Zitiervorschlag: BGH, 5 StR 305/03, Urteil v. 15.10.2003, HRRS-Datenbank, Rn. X


BGH 5 StR 305/03 - Urteil vom 15. Oktober 2003 (LG Berlin)

Beweiswürdigung (DDR-Grenzpolizisten; Mauerschützen; bedingter Tötungsvorsatz: Schlüsse aus der Befehlslage; Vergatterung; mangelnde Belastungseignung wahrheitswidrigen Verteidigungsvorbringens).

§ 212 StGB; § 15 StGB; § 261 StPO

Entscheidungstenor

Die Revision der Staatsanwaltschaft gegen das Urteil des Landgerichts Berlin vom 14. Juni 2002 wird verworfen.

Die dem Angeklagten im Revisionsverfahren entstandenen notwendigen Auslagen fallen der Staatskasse zur Last.

Gründe

Das Landgericht hat den Angeklagten G - wie die Mitangeklagten H und E , gegen die das Urteil nach Rücknahme der sie betreffenden Revisionen der Staatsanwaltschaft rechtskräftig ist - vom Vorwurf gemeinschaftlich versuchten Totschlags aus tatsächlichen Gründen freigesprochen. Die mit der Sachrüge begründete Revision der Staatsanwaltschaft, die vom Generalbundesanwalt nicht vertreten wird, bleibt ohne Erfolg.

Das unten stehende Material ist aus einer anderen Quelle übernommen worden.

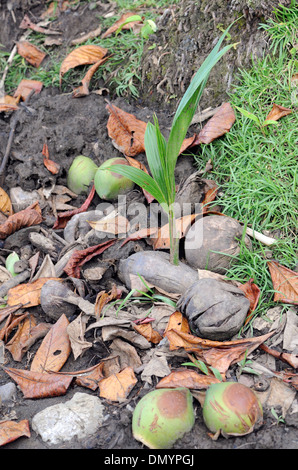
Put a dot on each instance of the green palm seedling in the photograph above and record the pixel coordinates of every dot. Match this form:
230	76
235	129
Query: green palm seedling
162	155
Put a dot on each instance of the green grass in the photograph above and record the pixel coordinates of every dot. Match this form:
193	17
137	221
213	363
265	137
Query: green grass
256	170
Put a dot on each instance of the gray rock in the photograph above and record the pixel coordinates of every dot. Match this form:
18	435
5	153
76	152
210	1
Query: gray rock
7	392
79	417
215	310
156	269
213	243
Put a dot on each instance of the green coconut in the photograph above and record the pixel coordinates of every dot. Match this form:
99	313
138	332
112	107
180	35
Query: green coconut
110	185
162	417
81	174
231	408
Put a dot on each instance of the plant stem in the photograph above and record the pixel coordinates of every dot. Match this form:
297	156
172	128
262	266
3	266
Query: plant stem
174	240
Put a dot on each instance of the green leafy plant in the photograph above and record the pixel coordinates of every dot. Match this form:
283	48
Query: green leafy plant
255	118
162	155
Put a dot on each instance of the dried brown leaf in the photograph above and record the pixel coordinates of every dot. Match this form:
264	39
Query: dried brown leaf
27	294
126	131
215	353
187	378
54	349
12	430
217	126
80	257
5	203
82	55
118	386
31	53
285	283
25	218
39	385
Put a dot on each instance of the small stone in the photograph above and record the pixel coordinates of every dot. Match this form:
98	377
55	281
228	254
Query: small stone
79	417
7	392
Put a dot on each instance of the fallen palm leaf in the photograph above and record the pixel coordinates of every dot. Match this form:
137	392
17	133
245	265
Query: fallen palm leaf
141	166
285	283
5	203
39	385
54	349
27	294
187	378
121	23
217	126
126	131
80	257
82	55
276	113
215	353
31	53
25	218
118	386
11	430
64	217
83	90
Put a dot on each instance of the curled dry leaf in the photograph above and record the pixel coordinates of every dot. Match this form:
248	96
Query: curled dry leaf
27	294
82	55
285	283
12	430
103	298
215	353
31	53
83	90
217	126
178	322
277	112
54	349
117	387
64	217
80	257
252	292
26	86
38	384
187	378
25	218
126	131
146	330
27	334
5	203
120	22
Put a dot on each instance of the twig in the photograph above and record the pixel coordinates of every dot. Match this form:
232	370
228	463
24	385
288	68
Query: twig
259	236
13	126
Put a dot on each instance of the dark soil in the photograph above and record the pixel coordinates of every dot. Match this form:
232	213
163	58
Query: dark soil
72	127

1. Der Tatvorwurf betrifft Schüsse, die DDR-Grenzsoldaten - darunter der Angeklagte und seine beiden Mitangeklagten - am 23. Mai 1962 auf den damals 14jährigen Schüler T aus Erfurt abgaben, dem die Flucht über die innerdeutsche Grenze gelang, indem er vom Invalidenfriedhof in Berlin (Ost) aus nach Übersteigen eines Grenzzaunes und zweier Mauern den Spandauer Schiffahrtskanal durchschwamm und - getroffen durch acht Schüsse von Grenzsoldaten - schwerverletzt von Zollbeamten am West-Berliner Ufer des Kanals geborgen werden konnte. Zuvor hatten West-Berliner Polizeibeamte den DDR-Grenzsoldaten Gö , um ihn an der Abgabe weiterer, etwa tödlicher Schüsse auf den Flüchtling zu hindern, beschossen und tödlich getroffen.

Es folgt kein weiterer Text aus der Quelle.